Разговор, который, по моим прикидкам, должен был занять у нас целый час, закончился через полторы минуты. Мы сели.
– Ты хорошо помнишь свое раннее детство, Кевин?
Я где-то читала, что люди с трудным детством часто не могут его вспомнить.
– А что нужно помнить?
– Ну, например, ты носил подгузники до шести лет.
– И что с того.
Если я надеялась его смутить, то напрасно.
– Это ведь, наверное, было неприятно.
– Для тебя.
– Для тебя тоже.
– Почему? – спросил он спокойно. – Было тепло.
– Но недолго.
– Я не сидел в них подолгу. Ты была хорошей мамашей.
– А разве другие дети в детском саду не смеялись над тобой? Я в то время об этом беспокоилась.
Кевин еще больше оперся на локоть, так что мышцы выше локтя расплылись по столу.
– Знаешь, как поступают с кошками. Они делают свои делишки в доме, и их тычут мордой в собственное дерьмо. Им это не нравится. Они начинают ходить в лоток.
Он удовлетворенно откинулся на спинку стула.
– Это ведь почти то же самое, что сделала я, да? – с трудом выдавила я. – Ты помнишь? До чего ты меня довел? Как я в конце концов заставила тебя пользоваться туалетом?
С видом нежного собственника он провел пальцем по бледному белому шраму на предплечье рядом с локтем, словно погладил домашнего червяка.
– Конечно.
Это утверждение прозвучало иначе; я почувствовала, что он действительно это помнит, тогда как другие воспоминания были запоздалыми.
– Я тобой гордился, – промурлыкал он.
– Ты гордился собой, – сказала я. – Как обычно.

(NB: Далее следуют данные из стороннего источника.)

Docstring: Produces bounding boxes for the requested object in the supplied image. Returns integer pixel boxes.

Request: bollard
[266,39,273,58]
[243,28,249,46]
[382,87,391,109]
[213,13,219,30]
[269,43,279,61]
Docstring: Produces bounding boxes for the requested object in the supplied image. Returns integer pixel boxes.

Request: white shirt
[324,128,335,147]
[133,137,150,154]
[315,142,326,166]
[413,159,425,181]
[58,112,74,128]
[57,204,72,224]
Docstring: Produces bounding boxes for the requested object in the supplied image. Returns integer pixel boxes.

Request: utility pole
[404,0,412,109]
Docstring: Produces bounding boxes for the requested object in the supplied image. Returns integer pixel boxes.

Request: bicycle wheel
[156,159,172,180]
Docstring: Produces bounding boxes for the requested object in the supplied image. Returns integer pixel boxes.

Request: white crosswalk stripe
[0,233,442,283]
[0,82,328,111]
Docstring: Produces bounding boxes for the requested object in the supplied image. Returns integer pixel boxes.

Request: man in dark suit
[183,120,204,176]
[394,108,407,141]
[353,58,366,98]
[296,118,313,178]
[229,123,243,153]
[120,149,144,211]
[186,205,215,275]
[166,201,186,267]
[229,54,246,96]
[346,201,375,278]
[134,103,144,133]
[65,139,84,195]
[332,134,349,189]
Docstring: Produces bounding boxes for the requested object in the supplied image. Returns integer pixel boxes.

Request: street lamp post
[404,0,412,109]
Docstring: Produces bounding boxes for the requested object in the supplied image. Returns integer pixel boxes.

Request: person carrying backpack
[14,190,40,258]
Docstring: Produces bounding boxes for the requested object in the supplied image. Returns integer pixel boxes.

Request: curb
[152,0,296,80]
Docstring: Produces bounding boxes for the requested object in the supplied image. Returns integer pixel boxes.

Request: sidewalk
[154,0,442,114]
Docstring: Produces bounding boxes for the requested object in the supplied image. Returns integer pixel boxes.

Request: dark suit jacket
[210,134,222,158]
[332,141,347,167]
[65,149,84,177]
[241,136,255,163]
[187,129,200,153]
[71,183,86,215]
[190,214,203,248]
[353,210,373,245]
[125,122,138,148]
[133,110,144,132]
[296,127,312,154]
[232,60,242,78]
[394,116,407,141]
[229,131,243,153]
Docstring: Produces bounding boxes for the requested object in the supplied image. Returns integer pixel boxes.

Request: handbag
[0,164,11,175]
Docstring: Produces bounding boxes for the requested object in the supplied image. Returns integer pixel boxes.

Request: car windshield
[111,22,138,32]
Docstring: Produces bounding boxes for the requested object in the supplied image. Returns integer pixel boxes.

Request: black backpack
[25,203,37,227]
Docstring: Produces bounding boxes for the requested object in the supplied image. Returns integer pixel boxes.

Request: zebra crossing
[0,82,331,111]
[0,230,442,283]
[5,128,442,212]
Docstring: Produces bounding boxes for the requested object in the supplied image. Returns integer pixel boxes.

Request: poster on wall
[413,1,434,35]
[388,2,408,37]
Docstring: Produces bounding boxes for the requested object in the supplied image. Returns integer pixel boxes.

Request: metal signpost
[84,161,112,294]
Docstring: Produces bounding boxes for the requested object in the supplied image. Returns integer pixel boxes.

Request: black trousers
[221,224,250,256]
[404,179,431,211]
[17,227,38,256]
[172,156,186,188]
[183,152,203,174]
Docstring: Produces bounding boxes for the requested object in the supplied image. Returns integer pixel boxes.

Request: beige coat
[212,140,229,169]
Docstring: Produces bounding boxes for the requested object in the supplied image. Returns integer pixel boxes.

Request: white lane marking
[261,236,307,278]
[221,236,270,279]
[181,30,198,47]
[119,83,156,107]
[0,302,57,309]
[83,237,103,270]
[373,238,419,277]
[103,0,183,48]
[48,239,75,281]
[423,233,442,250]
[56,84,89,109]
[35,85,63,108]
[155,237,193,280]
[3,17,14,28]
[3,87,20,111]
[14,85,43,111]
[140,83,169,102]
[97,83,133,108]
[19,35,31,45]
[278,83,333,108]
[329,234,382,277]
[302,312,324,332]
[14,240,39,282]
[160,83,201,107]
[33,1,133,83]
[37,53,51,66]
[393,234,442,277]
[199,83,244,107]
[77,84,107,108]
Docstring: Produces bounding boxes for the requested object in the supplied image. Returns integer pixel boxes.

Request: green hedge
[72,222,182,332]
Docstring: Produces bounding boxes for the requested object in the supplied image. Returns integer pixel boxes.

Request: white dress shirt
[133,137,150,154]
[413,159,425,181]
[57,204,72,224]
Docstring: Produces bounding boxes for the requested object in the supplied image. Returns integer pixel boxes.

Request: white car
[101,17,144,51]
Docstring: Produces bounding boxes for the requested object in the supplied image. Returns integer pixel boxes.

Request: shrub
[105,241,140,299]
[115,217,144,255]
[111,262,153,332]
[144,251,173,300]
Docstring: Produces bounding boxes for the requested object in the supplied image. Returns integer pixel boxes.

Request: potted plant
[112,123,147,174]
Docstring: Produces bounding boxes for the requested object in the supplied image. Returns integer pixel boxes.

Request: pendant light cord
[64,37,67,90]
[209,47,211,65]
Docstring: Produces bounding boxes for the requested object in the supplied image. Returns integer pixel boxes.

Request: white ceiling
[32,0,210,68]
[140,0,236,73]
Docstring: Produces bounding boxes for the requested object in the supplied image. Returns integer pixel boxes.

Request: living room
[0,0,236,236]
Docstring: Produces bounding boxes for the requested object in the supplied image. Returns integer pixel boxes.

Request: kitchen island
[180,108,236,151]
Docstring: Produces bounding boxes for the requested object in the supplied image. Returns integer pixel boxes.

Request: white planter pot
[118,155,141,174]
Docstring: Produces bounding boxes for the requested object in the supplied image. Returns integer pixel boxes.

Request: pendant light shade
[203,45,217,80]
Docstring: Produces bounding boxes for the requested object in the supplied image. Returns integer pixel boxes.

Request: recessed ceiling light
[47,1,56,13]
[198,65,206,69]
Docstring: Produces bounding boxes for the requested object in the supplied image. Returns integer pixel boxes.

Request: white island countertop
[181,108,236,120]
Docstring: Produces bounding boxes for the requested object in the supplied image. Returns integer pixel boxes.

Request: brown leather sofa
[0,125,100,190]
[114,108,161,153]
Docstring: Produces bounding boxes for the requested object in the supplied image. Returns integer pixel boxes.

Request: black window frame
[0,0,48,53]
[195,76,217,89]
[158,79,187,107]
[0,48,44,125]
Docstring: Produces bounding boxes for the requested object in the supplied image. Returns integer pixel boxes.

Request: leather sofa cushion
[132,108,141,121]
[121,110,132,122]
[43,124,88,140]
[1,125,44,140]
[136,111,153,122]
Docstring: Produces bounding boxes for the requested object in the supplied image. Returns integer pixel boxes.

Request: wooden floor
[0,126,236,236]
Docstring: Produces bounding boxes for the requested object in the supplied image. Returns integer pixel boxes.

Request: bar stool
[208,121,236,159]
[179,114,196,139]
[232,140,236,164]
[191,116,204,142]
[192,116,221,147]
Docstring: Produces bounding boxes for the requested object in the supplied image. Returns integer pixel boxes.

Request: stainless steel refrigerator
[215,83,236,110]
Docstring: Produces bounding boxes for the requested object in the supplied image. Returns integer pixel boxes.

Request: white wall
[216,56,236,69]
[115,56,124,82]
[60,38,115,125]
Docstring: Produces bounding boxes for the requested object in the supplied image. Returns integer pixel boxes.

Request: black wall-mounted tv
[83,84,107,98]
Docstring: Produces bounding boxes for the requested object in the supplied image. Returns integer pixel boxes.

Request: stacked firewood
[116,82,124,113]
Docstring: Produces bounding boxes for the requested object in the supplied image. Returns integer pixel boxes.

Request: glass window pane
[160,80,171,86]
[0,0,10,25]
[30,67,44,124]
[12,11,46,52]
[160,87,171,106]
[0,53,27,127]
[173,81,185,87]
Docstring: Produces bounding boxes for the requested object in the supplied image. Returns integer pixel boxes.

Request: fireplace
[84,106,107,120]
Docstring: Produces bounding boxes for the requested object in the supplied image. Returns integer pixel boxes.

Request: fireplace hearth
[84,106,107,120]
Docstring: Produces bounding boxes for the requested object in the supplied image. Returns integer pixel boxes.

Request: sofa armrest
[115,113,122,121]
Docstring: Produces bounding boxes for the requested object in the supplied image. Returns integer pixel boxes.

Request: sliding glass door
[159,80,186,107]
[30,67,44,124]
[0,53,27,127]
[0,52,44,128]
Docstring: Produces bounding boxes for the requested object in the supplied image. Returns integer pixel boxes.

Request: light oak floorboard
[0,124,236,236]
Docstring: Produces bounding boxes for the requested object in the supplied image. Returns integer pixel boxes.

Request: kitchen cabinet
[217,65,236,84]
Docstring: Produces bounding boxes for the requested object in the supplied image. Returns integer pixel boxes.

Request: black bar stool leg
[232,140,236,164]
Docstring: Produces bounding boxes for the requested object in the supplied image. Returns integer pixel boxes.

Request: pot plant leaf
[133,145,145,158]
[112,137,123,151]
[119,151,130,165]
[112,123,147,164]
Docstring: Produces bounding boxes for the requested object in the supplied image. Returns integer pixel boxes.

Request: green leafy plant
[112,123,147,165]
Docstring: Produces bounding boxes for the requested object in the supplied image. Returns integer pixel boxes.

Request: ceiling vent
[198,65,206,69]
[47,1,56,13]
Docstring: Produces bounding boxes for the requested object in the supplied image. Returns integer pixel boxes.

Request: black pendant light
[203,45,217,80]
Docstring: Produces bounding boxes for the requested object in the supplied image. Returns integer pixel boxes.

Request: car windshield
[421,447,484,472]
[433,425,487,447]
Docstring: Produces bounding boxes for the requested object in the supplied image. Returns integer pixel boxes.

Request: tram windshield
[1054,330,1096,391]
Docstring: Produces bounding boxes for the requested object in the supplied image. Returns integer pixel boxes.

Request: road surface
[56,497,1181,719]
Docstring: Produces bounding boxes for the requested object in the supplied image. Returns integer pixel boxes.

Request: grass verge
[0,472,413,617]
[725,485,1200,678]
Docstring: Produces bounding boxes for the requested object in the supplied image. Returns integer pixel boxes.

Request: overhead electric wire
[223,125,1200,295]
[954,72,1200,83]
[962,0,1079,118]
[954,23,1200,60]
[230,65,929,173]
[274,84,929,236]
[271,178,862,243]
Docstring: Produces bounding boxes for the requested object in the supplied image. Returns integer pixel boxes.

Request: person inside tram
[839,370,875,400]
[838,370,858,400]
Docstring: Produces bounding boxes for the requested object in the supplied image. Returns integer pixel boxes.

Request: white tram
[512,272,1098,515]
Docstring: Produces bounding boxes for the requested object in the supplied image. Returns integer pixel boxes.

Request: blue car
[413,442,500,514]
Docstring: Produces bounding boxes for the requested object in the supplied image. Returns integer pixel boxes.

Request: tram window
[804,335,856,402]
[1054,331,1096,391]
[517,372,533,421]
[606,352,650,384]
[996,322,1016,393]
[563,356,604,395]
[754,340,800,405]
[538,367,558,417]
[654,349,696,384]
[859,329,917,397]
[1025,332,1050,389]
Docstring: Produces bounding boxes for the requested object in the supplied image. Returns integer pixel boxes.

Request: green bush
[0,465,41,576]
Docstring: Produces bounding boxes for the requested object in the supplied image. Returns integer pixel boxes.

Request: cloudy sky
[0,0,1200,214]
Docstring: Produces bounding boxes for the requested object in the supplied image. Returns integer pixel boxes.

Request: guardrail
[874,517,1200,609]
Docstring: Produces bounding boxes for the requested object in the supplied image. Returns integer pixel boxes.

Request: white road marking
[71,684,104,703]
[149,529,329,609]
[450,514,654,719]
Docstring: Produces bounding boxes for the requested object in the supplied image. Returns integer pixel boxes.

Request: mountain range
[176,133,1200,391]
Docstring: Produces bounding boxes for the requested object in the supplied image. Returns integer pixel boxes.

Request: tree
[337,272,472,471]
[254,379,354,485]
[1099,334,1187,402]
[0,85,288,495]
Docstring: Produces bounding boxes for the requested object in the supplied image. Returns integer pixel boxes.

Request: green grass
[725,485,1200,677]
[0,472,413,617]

– Эй, – возразил он, подавшись вперед, – это был твой самый честный поступок.
Я заерзала, взяла в руки сумку. Может, когда-то мне и хотелось, чтобы он мною восхищался, но не за это; за что угодно, но только не за это.
– Погоди, – сказал он. – Я ответил на твой вопрос. У меня к тебе тоже есть.
Это было что-то новое.
– Ладно, – сказала я. – Валяй.
– Те карты, – сказал он.
– А что с ними?
– Почему ты оставила их на стенах?
Только потому, что я годами отказывалась содрать эти забрызганные тушью карты со стен кабинета или позволить тебе закрасить их, как ты сильно того хотел, Кевин вообще «помнит» об этом случае. В то время он был, как ты то и дело повторял, совсем маленьким.
– Я сохранила их ради своего рассудка, – ответила я. – Мне нужно было видеть что-то, что ты со мной сделал, иметь возможность протянуть руку и потрогать это. Чтобы доказать себе, что вся твоя злоба существует не только в моей голове.
– Ну да, – сказал он, снова поглаживая шрам на руке. – Понимаю, о чем ты.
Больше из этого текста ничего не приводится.